According to another AntAC activist we met in Kyiv, «the government backed down because the European Union cannot accept such anti-democratic restrictions: they would hinder Ukraine’s path toward integration». Indeed, on October 1, EU Enlargement Commissioner Marta Kos visited Kyiv to meet with AntAC members and the heads of NABU and SAPO. Despite the easing of the legislative conflict following the street protests, Shabunin states that “The government has not reduced attacks against NABU and SAPO, it has only changed tactics. They are now trying to pass a law that would allow the Security Service (SBU) to block any investigation into a politician for ‘counterintelligence’ reasons”. What worries Shabunin most, however, is not the use of legislative power to attack institutions and protect political allies: “everyone in politics has played that game, that’s not a red line. The problem is the structural use of threats and intimidation against NABU and SAPO activists and investigators”.

On July 21, NABU investigator Ruslan Mahamedrasulov was imprisoned, “on clearly falsified evidence”, says Shabunin. Mahamedrasulov was leading an investigation into Timur Mindich, a well-known entrepreneur and long-time friend of President Zelensky. At the time of his arrest, the SBU conducted 80 searches of NABU’s offices, accusing the independent body of being infiltrated by Russia. Mahamedrasulov was then pre-emptively jailed on charges of illegal trade, accused of being an intermediary for the sale of batches of industrial hemp to the Republic of Dagestan (Russia), on behalf of the father, who runs a legal cannabis business. According to AntAC and Shabunin, however, the evidence is fabricated, and the father’s trade was not with a client from Dagestan, but from Uzbekistan, with no ties to Russia. The Prosecutor General’s office, however, has repeatedly postponed the analysis of the call that was registered by the SBU and used as evidence.

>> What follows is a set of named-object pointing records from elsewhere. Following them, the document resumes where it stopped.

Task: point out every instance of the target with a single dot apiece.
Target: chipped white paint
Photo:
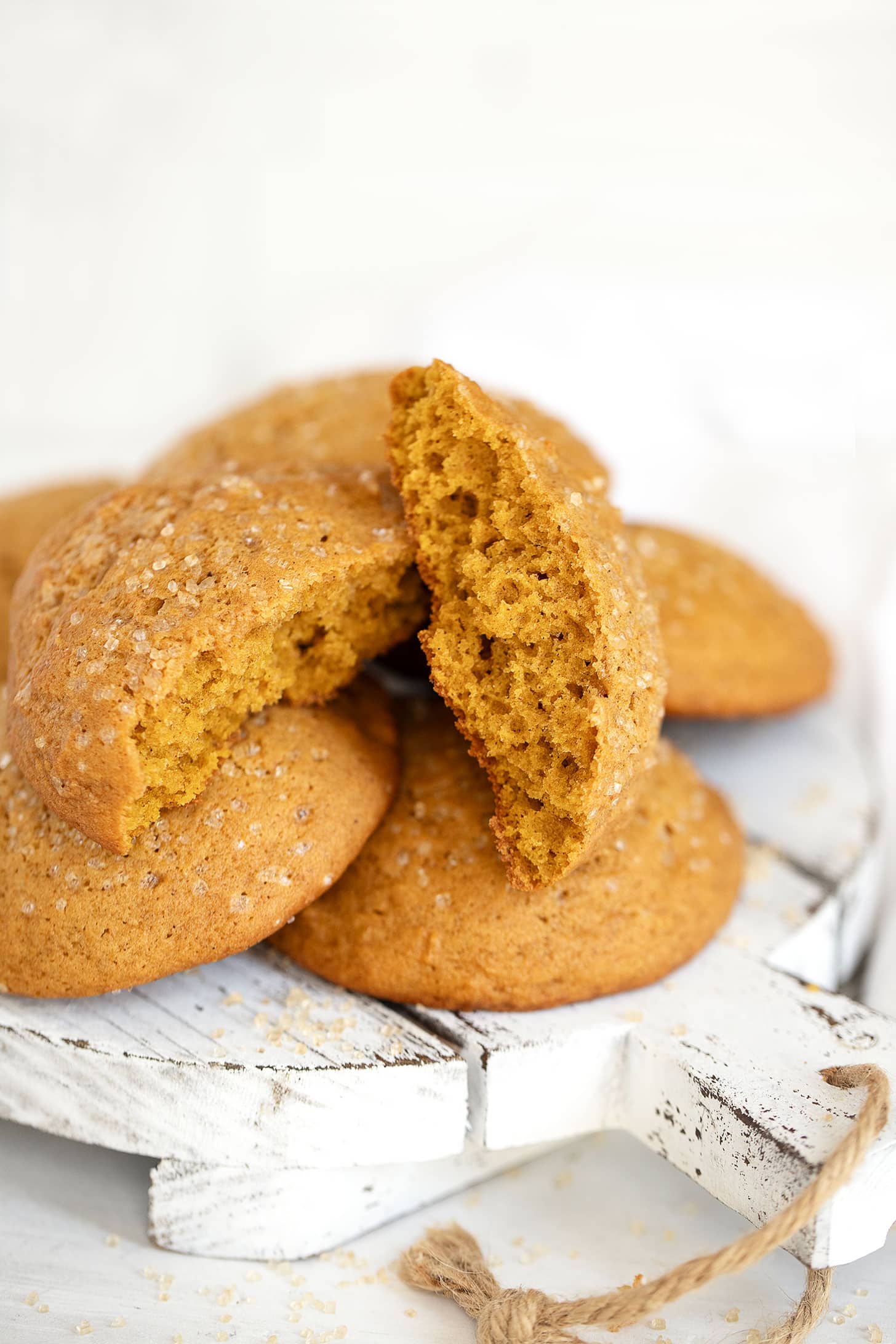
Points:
(246, 1061)
(289, 1213)
(715, 1068)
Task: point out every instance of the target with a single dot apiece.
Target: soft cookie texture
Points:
(338, 421)
(145, 634)
(425, 913)
(737, 646)
(23, 521)
(276, 827)
(542, 639)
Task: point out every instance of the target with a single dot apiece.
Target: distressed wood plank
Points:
(293, 1213)
(249, 1060)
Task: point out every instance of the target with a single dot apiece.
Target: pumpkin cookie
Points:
(144, 638)
(542, 640)
(425, 913)
(735, 643)
(338, 421)
(277, 824)
(23, 521)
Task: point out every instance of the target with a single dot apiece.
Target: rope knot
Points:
(518, 1316)
(450, 1262)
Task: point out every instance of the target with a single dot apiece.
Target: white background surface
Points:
(673, 225)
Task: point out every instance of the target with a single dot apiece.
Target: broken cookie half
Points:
(543, 640)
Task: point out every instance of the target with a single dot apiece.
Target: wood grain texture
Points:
(249, 1060)
(292, 1213)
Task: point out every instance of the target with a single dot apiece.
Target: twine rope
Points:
(450, 1262)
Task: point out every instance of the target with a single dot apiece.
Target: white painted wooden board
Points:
(716, 1068)
(245, 1061)
(290, 1213)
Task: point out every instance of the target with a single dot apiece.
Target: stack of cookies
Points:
(199, 751)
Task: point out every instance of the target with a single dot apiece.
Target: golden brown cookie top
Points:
(338, 421)
(543, 640)
(143, 638)
(274, 828)
(735, 643)
(23, 521)
(425, 914)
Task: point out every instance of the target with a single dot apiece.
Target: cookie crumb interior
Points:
(187, 734)
(507, 649)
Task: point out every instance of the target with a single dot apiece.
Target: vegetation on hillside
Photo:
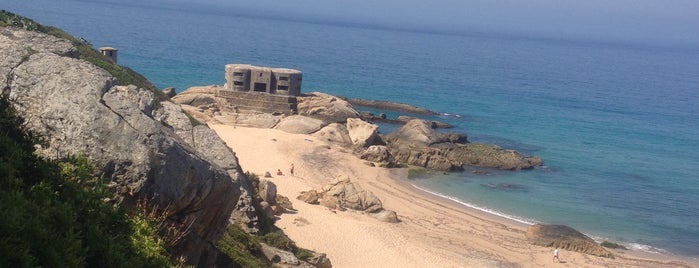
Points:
(57, 214)
(124, 75)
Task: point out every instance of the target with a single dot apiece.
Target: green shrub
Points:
(124, 75)
(54, 213)
(242, 248)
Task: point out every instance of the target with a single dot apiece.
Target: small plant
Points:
(242, 247)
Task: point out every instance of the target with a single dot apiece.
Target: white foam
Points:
(487, 210)
(646, 248)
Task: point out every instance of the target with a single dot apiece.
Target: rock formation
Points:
(362, 134)
(417, 143)
(147, 149)
(550, 235)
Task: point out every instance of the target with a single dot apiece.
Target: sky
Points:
(658, 22)
(654, 21)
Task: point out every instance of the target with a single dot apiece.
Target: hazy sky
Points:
(657, 21)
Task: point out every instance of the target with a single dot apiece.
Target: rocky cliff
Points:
(147, 148)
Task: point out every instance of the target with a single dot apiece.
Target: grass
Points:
(124, 75)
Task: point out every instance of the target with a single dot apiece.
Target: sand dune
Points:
(432, 232)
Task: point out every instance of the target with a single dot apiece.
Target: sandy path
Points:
(433, 232)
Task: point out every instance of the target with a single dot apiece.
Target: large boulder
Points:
(376, 153)
(351, 195)
(298, 124)
(335, 133)
(417, 143)
(279, 256)
(198, 96)
(18, 45)
(76, 107)
(310, 197)
(328, 108)
(248, 119)
(362, 134)
(267, 191)
(561, 236)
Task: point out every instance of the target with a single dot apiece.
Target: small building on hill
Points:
(249, 78)
(110, 52)
(264, 89)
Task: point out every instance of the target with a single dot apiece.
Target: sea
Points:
(617, 124)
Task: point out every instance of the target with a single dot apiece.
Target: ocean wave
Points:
(486, 210)
(646, 248)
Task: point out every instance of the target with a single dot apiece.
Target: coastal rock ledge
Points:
(147, 149)
(417, 143)
(552, 235)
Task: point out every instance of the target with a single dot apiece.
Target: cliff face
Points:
(146, 148)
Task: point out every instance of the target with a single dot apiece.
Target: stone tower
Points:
(110, 52)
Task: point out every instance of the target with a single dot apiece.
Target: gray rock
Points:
(197, 96)
(386, 216)
(75, 106)
(169, 92)
(267, 209)
(327, 108)
(267, 191)
(351, 195)
(320, 260)
(335, 133)
(362, 134)
(17, 45)
(310, 197)
(376, 153)
(299, 124)
(416, 143)
(279, 256)
(561, 236)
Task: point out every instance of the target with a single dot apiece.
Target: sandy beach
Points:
(432, 232)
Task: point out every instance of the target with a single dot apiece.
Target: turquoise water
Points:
(616, 124)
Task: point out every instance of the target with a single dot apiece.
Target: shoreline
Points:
(434, 231)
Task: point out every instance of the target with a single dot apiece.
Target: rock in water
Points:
(551, 235)
(417, 143)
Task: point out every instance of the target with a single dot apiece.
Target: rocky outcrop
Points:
(561, 236)
(327, 108)
(335, 133)
(351, 195)
(299, 124)
(279, 256)
(362, 134)
(376, 153)
(344, 194)
(145, 148)
(310, 197)
(417, 143)
(387, 105)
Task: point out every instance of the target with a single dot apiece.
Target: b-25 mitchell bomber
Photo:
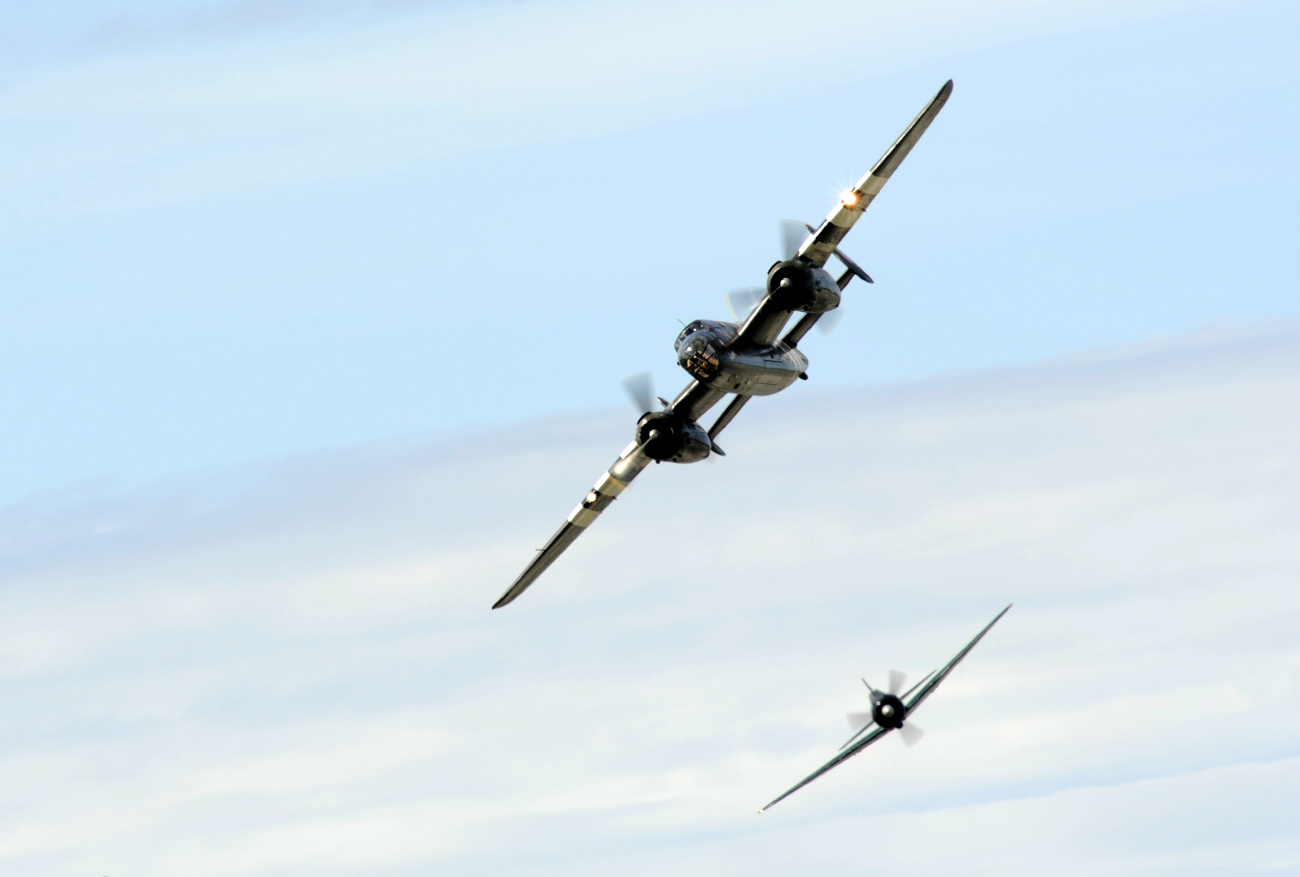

In the meantime, the detective and his father are still in jail. “This is the red line of a democracy: throwing a detective and his father in jail on a clearly falsified case, and Zelensky decided to cross it. That’s the clear difference between the previous president — who hates me — and this one — who hates me too: it’s a tradition apparently”. Shabunin’s joke is grounded in his personal experience of state intimidation over the years: from public aggressions to smear campaigns on social media, and even an arson attack on his home in 2020. Last summer he was accused by the State Bureau of Investigation of military draft evasion, with many national and international human rights organisations denouncing the prosecution as politically motivated. The Prosecutor’s office had then temporarily suspended the investigation right after the mass protests that followed the attack on NABU and SAPO, however the State-controlled media had already tried to tarnish his reputation. Eventually, he was intentionally deployed in Kharkiv Oblast, some 30 kilometres from the frontline, where he is now kept under observation by the security services: “I’m used to this, I’ve been living in a tough environment even before the war”.

Before we leave, he reminds us of AntAC’s mission: “It is our duty to protect the independent bodies we have created. Ukraine is a young democracy, so first, we must rid ourselves of the

Russians, and then build strong institutions to safeguard the rule of law”. This is perhaps the most striking aspect of the story. Despite the difficulties in which he operates, Shabunin does not cease to affirm what is the common sentiment of the people: the Russian invaders must leave. None of the democratic ideals cherished by millions of people can be realised if the war continues and Ukraine does not have the strength to remain sovereign and independent. The corruption it suffers from, after all, is the legacy of seventy years of the Soviet Union. It is this heritage that Ukrainians wish to emancipate themselves from.

Thanks to AntAC and popular protests, independent institutions endure, but if the European Union truly cares about Ukraine’s democratic future, it should keep a close watch on its rule of law, and on how many more “red lines” are to be crossed.